Stena Line Ports is the owner and operator of the port of Holyhead in Anglesey. Stena engaged Mowlem to construct the marine and onshore works of a new ferry terminal called Terminal Five. The works were undertaken by Mowlem on the strength of no less than 14 letters of intent written on behalf of Stena by its consulting engineer, Mouchel.
It was common ground between the parties that each of those 14 letters of intent took effect as a contractual offer from Stena, which Mowlem accepted by carrying out the works outlined in the letter. Following the 1983 case of British Steel Corporation v Cleveland Bridge Engineering, the letters of intent brought into place an "if" contract whereby, if Mowlem carried out the works, Stena agreed to pay a reasonable sum for those works up to the sum set out in the letter of intent.
It was also agreed by the parties that the contract brought into existence by the acceptance of each letter of intent superseded the previous contract so that it was the final letter of intent dated 4 July 2003 which was relevant to any analysis of the contractual and legal rights of either party after that date.
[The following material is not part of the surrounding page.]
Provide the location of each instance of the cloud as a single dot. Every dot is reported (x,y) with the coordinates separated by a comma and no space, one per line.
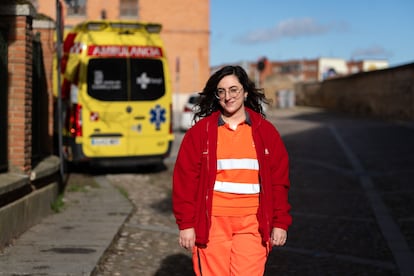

That last letter of intent was in a fairly standard format; "On behalf of Stena Line Ports Ltd we confirm that it is their intention to award to you the above contract subject to this being confirmed by execution of a written contract in due course. In the meantime, pending finalisation and agreement of a number of outstanding issues this letter of intent supersedes the previous letter of intent and authorises you to proceed with the following works: Secure and mobilise marine plant and drilling equipment; supply and deliver reclamation material; proceed in accordance with the contract both for on and off site works. You will be paid in accordance with the provisions in the tender documents such reasonable amounts as can be substantiated in respect of your costs for orders placed or work done, subject to the maximum amount given below. We confirm that Stena Line Ports' commitment to expenditure up to a maximum of £10 million will enable you to proceed with the works in accordance with your program until 18 July 2003".
As might be anticipated, the works did not finish by 18 July 2003 and nor did Mowlem, according to their submissions, complete the works within the £10 million limit. A dispute arose between the parties and the matter came before the Technology and Construction Court in London.
Mowlem argued that Stena was fully aware that it had carried out works after the 18 July 2003 and indeed Stena had issued various orders for extra work after that date, after they had been informed that the cost of the works would exceed £10 million. Mowlem contended that having been instructed to carry out and complete the works after 18 July 2003, they became entitled to be remunerated for the whole of the works on a quantum meruit basis. Alternatively, Mowlem said that there was a number of items within their account which fell to be considered outside the £10 million limit, including a disputed clause 12 claim which the parties had separately agreed to refer to conciliation and the separate instructions which had been received after 18 July 2003.
Mowlem concluded that the limit of £10 million only applied until that limit had been reached. Accordingly, if a reasonable sum for the work done exceeded £10 million, the limit ceased to be material.
Stena argued that the correct course for Mowlem to follow in the event that it considered that the limit of £10 million imposed by the letter of intent was too low, was to have stopped work or at least to have threatened to do so. Stena noted that Mouchel's valuation of the work was considerably under the £10 million figure, therefore any submission on behalf of Mowlem which depended upon Stena knowing that Mowlem had incurred costs in excess of £10 million at any point was misconceived. Stena added that Mowlem was not prohibited from carrying out works after 18 July 2003. If Mowlem chose to carry out works after that date, those works would be subject to the terms of the letter of intent and in particular they would be subject to the limit of £10 million. Finally Stena contended that there could be no entitlement to quantum meruit since it was clear that the terms for payment were entirely governed by the contract between the parties.
His Honour Judge Richard Seymour QC accepted entirely the arguments of Stena. The last letter of intent was effective to secure that Mowlem would be entitled to be paid such reasonable amounts as it could substantiate in respect of costs for orders placed or work done subject to a maximum amount of £10 million.
Judge Seymour was clear that the letter of intent did not have effect only until 18 July 2003 or only in relation to work done or work instructed before that date. It would make no commercial sense to have a financial limit on Stena's obligations to make payment which could be avoided by the simple expedient of continuing to carry out work after 18 July 2003. Judge Seymour commented that it would be even more bizarre commercially if the financial limitation of Stena's obligations could be avoided simply by Mowlem exceeding that limit. Mowlem's claim in the action accordingly failed and a declaration in favour of Stena was given with the effect that Mowlem's entitlement to payment for the works would be subject to a maximum of £10 million.